Anyone who has been paying attention to the tech world over the last few years knows that IoT is popular and growing rapidly, including its industrial twin IIoT. This growth is fueled by the oncoming implementation of another technology trend: 5G networking. Billions of IoT devices will come online in the coming years, and securing those devices against unauthorized access is a serious concern.
We’ve all heard the story about the Las Vegas casino hacked via an IoT-connected aquarium and millions of connected vehicles being recalled due to hacking problems. Further, network security experts have implemented honeypot tests that have determined that devices connected to the Internet have approximately five minutes of safety before being probed by bots to determine their level of security, which — in most cases — is nonexistent. This is because users often neglect to change user IDs and passwords from their default settings.
Cyberattacks threaten IoT
Cyberattacks are on the rise, and component firmware is an increasingly popular attack vector for cyberattacks. In 2018, security vulnerabilities rendered over 3 billion chips in systems of all types unprotected via the exploitation of firmware weaknesses. Unsecured firmware can lead to data and IP theft, product cloning and overbuilding, and device tampering or hijacking.
This type of security is no mere annoyance. Unsecured firmware can expose network OEMs to the financial and brand reputation risks associated with device hijacking — used in distributed denial-of-service attacks — and device tampering or destruction. Failure to address these risks can negatively impact a company’s reputation and financial performance.
Disturbingly, security threats are no longer confined to systems in active use. Attackers target components anywhere in the product lifecycle, from initial component manufacturing and shipment to a contract manufacturer to system integration and on through its entire operating life. Because of this, OEMs need a robust security solution that protects hardware from these threats across every stage of a system’s lifecycle.
Root of trust devices help address security risks
How can OEMs address this problem? An increasingly attractive option is the establishment of one or more hardware Root of Trust devices, which can be used as a platform to provide the ability to secure all device firmware in a system. Such a platform can support a range of security protocols such as data encryption, data authentication, firmware authentication, system authentication and code/configuration encryption.
A root of trust device is the first link in a chain of trust that protects the entire system. Once designers have identified the first trusted device, which is usually a programmable logic device, field-programmable gate array (FPGA) or multipoint control unit (MCU), it can confirm it’s operating in a trusted state from the moment it boots, and then serve as the root of trust as it checks and boots other system hardware. root of trust devices must contain the hardware necessary to verify their own configuration and should be the first digital devices to boot at power up, and the last to shut down at power off.
A look at different security architectures
Some system designers might ask themselves this: What kind of security architecture is required when both the number and sophistication of threats is constantly rising?

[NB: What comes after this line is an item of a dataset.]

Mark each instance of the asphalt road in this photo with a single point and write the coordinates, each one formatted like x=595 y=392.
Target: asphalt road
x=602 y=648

First and foremost, any solution must be robust enough to protect against new and existing threats to firmware. To help designers measure the capability of their solution, the National Institute of Standards and Technology (NIST) recently defined a new uniform security mechanism. The NIST SP 800 193 Platform Firmware Resilience guidelines were designed to comprehensively ensure a root of trust is established to all system firmware.
Developers of the new specification were driven by three guiding principles:
- Protection: Protect non-volatile firmware memory through access control.
- Detection: Cryptographically detects and prevents booting from malicious code.
- Recovery: In the case of corruption, the system recovers to the latest trusted good firmware.
Ideally, an engine that provides hardware security should consume little power, offer a high degree of design flexibility, be scalable and occupy a small physical footprint. A MCU offers excellent computational resources, but typically doesn’t offer the comprehensive capabilities needed to help boot other system processors or components. Furthermore, once an MCU is running, it’s hard for it to monitor its own boot memory.
FPGAs offers a significant advantage relative to MCUs. FPGAs are often used to enable power and system management functions, which often makes them the first on and last off hardware component in the entire system. This also makes FPGAs an ideal platform to establish a root of trust. Designers can exploit the parallel nature of FPGAs to check multiple memories in parallel, which can lead to significant boot time improvements. And unlike MCUs, FPGAs can protect non-volatile storage by providing real-time monitoring. Lastly, they provide the logic and interfaces necessary to enable firmware recovery in case of system corruption.